The goal is to get a majority of teachers to push back against policies adopted by Supt. John Deasy and the Board of Education, while also offering an alternative approach to improving academic achievement in the nation’s second-largest school district.


The effort comes in the wake of this month’s school board elections, which left unsettled a joust over the path of future school-improvement efforts. Union-backed incumbent Steve Zimmer prevailed, as did incumbent Monica Garcia, a strong Deasy backer. Deasy likely emerged with a sometimes fragile, but workable majority on most issues.

“The ‘strategy’ of closed-door negotiations around single issues without a broad public campaign to defend and promote public education is failing miserably,” said union activist David Rapkin in a recent online posting to other teachers. “Out-foxing the enemy at the negotiations table is a losing strategy.
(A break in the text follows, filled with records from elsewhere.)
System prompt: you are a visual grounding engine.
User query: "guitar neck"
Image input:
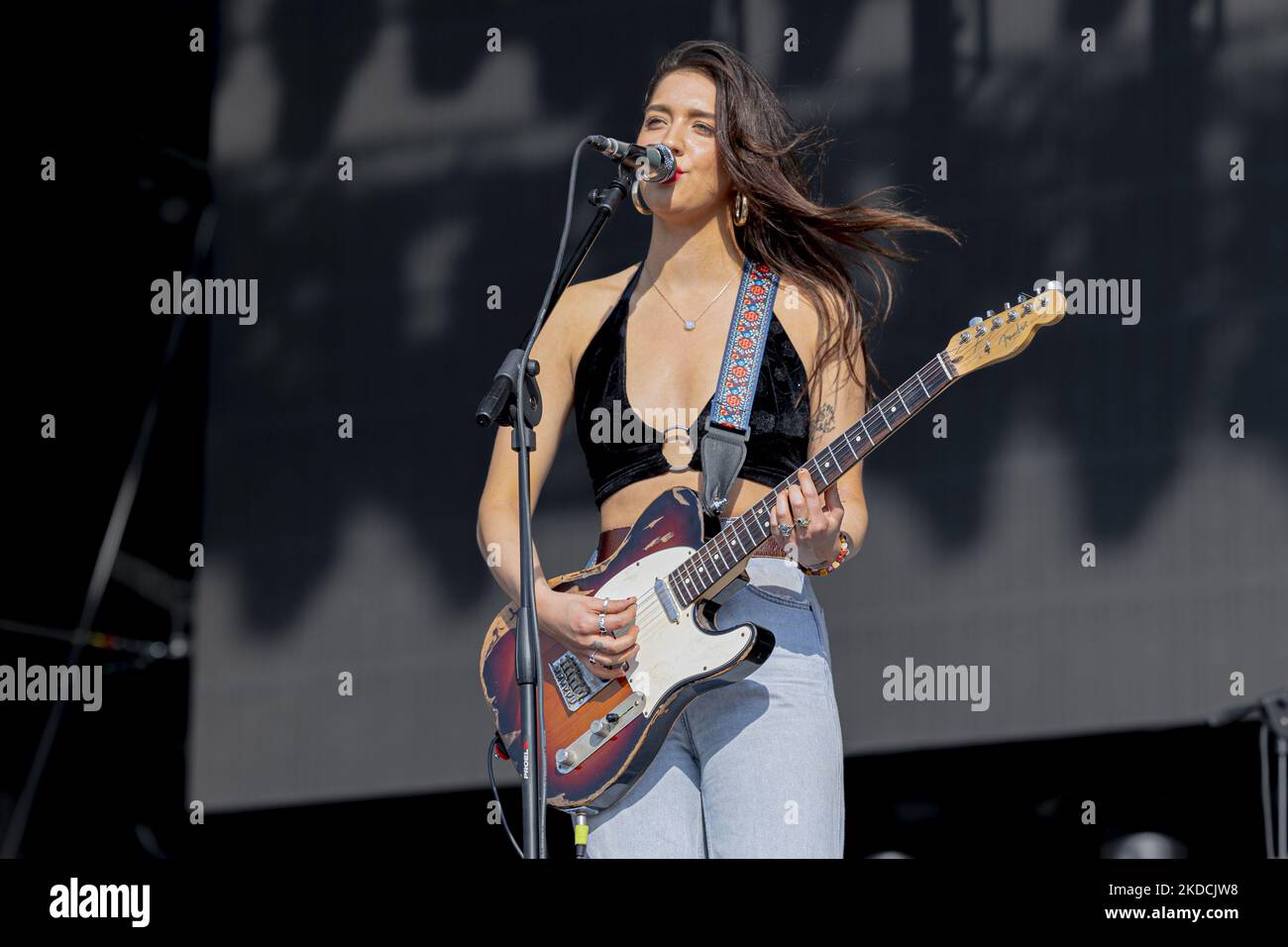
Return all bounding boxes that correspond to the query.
[666,352,957,605]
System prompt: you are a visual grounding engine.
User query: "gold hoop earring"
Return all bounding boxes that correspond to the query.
[631,177,653,217]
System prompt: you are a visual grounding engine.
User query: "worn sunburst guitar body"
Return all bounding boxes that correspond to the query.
[480,282,1065,809]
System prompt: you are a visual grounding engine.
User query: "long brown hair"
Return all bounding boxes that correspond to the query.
[644,40,961,408]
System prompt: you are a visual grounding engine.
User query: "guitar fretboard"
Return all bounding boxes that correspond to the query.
[666,352,957,607]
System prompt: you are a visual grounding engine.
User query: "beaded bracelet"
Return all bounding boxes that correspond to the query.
[796,530,850,576]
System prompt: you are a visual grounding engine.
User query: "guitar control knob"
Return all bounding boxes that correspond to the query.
[555,749,581,770]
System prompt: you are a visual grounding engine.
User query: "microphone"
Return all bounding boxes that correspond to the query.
[587,136,675,181]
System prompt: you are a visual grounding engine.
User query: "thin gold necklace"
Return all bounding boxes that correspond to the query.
[644,262,738,333]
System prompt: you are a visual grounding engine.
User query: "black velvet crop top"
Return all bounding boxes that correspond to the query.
[574,263,808,507]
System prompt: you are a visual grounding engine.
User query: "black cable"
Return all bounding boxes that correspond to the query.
[486,733,523,858]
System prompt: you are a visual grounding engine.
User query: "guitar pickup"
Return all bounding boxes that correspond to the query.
[546,651,608,714]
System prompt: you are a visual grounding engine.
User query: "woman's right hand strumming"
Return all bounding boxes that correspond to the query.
[537,587,639,681]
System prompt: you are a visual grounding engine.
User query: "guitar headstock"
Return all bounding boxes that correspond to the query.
[944,279,1065,377]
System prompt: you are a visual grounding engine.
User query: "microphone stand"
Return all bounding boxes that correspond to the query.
[1207,689,1288,858]
[474,157,632,858]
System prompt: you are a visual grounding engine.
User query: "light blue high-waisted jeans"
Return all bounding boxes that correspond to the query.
[587,557,845,858]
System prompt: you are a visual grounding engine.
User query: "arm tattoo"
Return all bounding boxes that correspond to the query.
[810,404,836,437]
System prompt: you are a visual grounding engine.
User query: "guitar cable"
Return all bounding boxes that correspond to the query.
[486,733,523,858]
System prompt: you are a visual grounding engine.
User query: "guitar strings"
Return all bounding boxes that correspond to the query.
[623,352,954,633]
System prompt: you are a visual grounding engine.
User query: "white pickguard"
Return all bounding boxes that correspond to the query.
[595,546,751,715]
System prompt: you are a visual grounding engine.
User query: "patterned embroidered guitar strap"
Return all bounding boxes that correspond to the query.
[700,259,778,515]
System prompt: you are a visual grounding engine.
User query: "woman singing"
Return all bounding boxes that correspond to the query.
[478,42,953,858]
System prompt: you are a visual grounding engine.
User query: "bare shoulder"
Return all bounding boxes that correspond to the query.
[542,264,639,372]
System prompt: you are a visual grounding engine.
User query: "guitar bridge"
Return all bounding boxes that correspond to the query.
[546,651,608,714]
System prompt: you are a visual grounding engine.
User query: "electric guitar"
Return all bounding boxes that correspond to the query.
[480,282,1065,810]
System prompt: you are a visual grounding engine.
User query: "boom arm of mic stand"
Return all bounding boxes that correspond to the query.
[474,164,631,858]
It ignores the fact that without building real grassroots power around a broad vision for public education, and a vision that includes our power to wage a popular strike, we cannot win in this political and economic climate.”

The union ballot language speaks of “collaborating with parents, students, school communities, and other educational allies and advocates” on a citywide campaign. It also calls for negotiations with district officials on a range of issues — and ending a defensive strategy attempting to block or modify district proposals as they appear one after another.

The goals include reversing budget cuts affecting jobs and classrooms and ending the practice of re-staffing low-performing schools and minimizing the use of standardized tests. Another target is the use of “value-added” formulas in evaluations, which rate instructors based on how much students have learned.

The union “demands should include reduced class sizes, full staffing of our schools, restored funding of Adult and Early Childhood Education, equity and access for all students, safe and clean schools, better pay for all school employees, a stop to excessive unnecessary student ... testing use, an end to reconstitution and school giveaways,” in the language of the resolution. Backers said they were inspired by the activism behind last year’s Chicago teachers strike, although they said a strike might not be necessary here. Some organizers are especially upset over the recent decision to re-staff Crenshaw High School in Leimert Park.

The school district declined to comment on the effort. United Teachers Los Angeles President Warren Fletcher also had no immediate response.


The initiative petition had 1,130 valid signatures — enough to compel the union leadership to schedule a vote under union rules.